Teaching during the 2020 Election?

This resource is part of our Election 2020 collection, designed to help you teach about voting rights, media literacy, and civic participation, in remote and in-person settings.

View all Election 2020 Resources

This activity was originally published as part of our resource From Reflection to Action: A Choosing to Participate Toolkit.

How do we help young people develop a sense of civic agency—the capacity to act purposefully and collaboratively to make a difference? This Civic Self-Portrait activity and the accompanying handout help students explore what it means to “choose to participate” and to visualize the different elements of being a civic agent.


  1. Reflect on What Civic Participation Means

    Ask your students to reflect on one or more of the following prompts in their journals:

    • Think about an upstander or civic actor you have learned about in class. What lessons can you learn by looking at their choices and actions? How can you apply these lessons to your own choices?
    • How do you want to participate in your community and beyond?
    • What strengths, talents, and passions do you have that help you think about how you might engage with the world?

    When students have finished journaling, invite some of them to share their ideas with the class.

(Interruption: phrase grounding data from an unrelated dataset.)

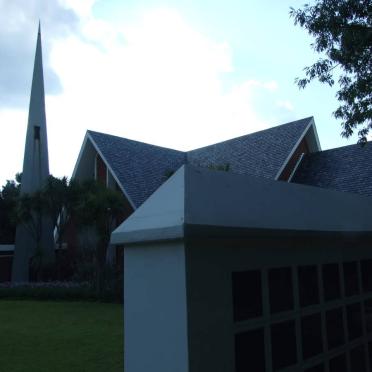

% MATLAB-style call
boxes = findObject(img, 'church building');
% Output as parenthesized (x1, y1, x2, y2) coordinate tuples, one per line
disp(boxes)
(1, 23, 372, 372)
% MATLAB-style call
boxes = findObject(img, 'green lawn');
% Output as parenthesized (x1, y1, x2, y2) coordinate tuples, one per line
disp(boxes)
(0, 300, 123, 372)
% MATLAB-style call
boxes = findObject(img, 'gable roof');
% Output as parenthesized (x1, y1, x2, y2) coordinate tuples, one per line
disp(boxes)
(187, 117, 313, 179)
(88, 131, 186, 207)
(291, 142, 372, 197)
(86, 117, 313, 208)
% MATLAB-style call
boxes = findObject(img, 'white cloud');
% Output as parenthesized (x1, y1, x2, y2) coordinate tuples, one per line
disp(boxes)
(237, 79, 278, 93)
(59, 0, 96, 18)
(276, 99, 294, 111)
(0, 109, 28, 184)
(0, 4, 290, 183)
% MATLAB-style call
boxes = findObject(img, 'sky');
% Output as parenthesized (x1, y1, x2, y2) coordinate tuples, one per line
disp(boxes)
(0, 0, 360, 185)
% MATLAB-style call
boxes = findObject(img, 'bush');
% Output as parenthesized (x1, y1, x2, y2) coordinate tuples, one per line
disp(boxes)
(99, 266, 123, 303)
(0, 281, 97, 301)
(0, 278, 123, 303)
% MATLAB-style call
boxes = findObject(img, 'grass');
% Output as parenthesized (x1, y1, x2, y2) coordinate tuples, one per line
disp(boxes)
(0, 300, 123, 372)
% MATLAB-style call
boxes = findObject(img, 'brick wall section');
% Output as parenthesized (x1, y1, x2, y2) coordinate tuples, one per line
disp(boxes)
(96, 154, 107, 184)
(278, 139, 309, 181)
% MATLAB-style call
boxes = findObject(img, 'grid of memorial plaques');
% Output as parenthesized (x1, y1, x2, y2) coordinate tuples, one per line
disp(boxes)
(232, 259, 372, 372)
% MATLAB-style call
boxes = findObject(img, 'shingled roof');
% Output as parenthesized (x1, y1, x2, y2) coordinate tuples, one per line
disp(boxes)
(88, 131, 186, 207)
(87, 117, 313, 207)
(291, 142, 372, 197)
(187, 117, 313, 179)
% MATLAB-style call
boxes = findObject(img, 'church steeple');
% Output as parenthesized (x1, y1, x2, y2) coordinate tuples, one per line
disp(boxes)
(12, 24, 55, 282)
(20, 22, 50, 194)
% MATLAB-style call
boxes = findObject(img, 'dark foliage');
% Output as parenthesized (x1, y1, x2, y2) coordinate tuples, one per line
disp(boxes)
(1, 174, 125, 300)
(0, 279, 123, 303)
(290, 0, 372, 142)
(0, 175, 21, 243)
(70, 180, 126, 297)
(42, 176, 70, 249)
(0, 282, 97, 302)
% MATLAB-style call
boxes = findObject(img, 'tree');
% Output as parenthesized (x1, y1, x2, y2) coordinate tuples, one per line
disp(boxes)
(0, 174, 21, 243)
(14, 191, 47, 280)
(6, 174, 125, 285)
(42, 175, 71, 250)
(14, 175, 84, 281)
(12, 175, 73, 281)
(72, 180, 125, 294)
(290, 0, 372, 142)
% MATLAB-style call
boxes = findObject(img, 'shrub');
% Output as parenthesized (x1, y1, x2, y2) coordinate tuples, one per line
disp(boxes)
(0, 279, 123, 303)
(0, 281, 97, 301)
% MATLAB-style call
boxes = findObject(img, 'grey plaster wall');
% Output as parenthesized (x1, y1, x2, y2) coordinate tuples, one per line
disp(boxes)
(124, 241, 189, 372)
(112, 166, 185, 244)
(184, 166, 372, 233)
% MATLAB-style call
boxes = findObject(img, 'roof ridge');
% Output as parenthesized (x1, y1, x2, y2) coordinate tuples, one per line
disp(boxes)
(88, 116, 313, 155)
(306, 141, 370, 156)
(87, 130, 185, 154)
(188, 116, 313, 153)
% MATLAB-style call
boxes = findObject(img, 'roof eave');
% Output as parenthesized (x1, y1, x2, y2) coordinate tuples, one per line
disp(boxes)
(72, 131, 137, 210)
(71, 132, 89, 179)
(87, 132, 137, 209)
(111, 222, 372, 246)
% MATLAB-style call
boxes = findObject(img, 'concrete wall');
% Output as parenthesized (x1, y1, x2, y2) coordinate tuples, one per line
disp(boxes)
(124, 240, 189, 372)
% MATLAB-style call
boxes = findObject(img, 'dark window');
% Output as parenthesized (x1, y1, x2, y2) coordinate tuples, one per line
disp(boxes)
(235, 328, 265, 372)
(269, 267, 293, 313)
(329, 353, 347, 372)
(326, 308, 345, 349)
(301, 313, 323, 359)
(365, 298, 372, 333)
(346, 302, 363, 340)
(271, 320, 297, 371)
(361, 259, 372, 293)
(343, 261, 360, 297)
(34, 125, 40, 140)
(322, 263, 341, 301)
(304, 364, 325, 372)
(350, 345, 366, 371)
(298, 265, 319, 307)
(232, 270, 262, 321)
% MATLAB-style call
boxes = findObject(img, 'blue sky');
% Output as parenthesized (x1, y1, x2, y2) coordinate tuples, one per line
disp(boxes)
(0, 0, 358, 185)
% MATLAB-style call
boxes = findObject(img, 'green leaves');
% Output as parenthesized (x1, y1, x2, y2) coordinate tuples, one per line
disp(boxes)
(291, 0, 372, 142)
(68, 180, 126, 295)
(0, 176, 21, 243)
(72, 180, 125, 242)
(14, 191, 44, 241)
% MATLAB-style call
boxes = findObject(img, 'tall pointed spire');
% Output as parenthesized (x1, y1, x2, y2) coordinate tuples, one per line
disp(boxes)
(20, 21, 50, 194)
(12, 24, 55, 282)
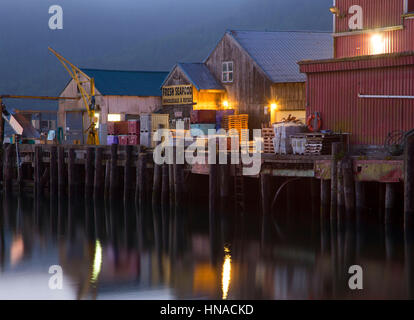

    Remote Learning Note: Students can complete their journal entries asynchronously. Then, ask students to share some of their key ideas in a class discussion forum or during your next synchronous session.

  2. Students Create Civic Self-Portraits

    Either project the Civic Self-Portrait handout or distribute a copy of the handout to each student. Students can record their ideas directly on the handout in the spaces provided, or they can construct their portrait on a separate piece of paper, using symbols, images, and color in addition to their written responses.

    In order to help students begin the project, and to build class community around the idea of embracing our roles as civic participants, you might consider modeling the activity by beginning your own civic self-portrait on the board or a flip chart.

    Remote Learning Note: Students can type their responses directly in the Civic Self-Portrait handout (available as a Google Doc or PDF), or they can create their portrait on a piece of paper or in a separate document on their computer. If students create a physical Civic Self-Portrait, ask them to take a picture to share with you and their classmates.

  3. Debrief

    Students can share their Civic Self-Portraits in pairs, small groups, or in a Gallery Walk. If you are completing this activity at the beginning of a Choosing to Participate activity or civic action project, you may want to have students revisit their self-portraits at the end of the project or activity to see if they want to change anything as a result of their experiences.

    Remote Learning Note: Students can share their civic self-portraits either with the full class or with small groups in an online discussion forum. Students can leave written or recorded responses on their classmates’ civic self-portraits.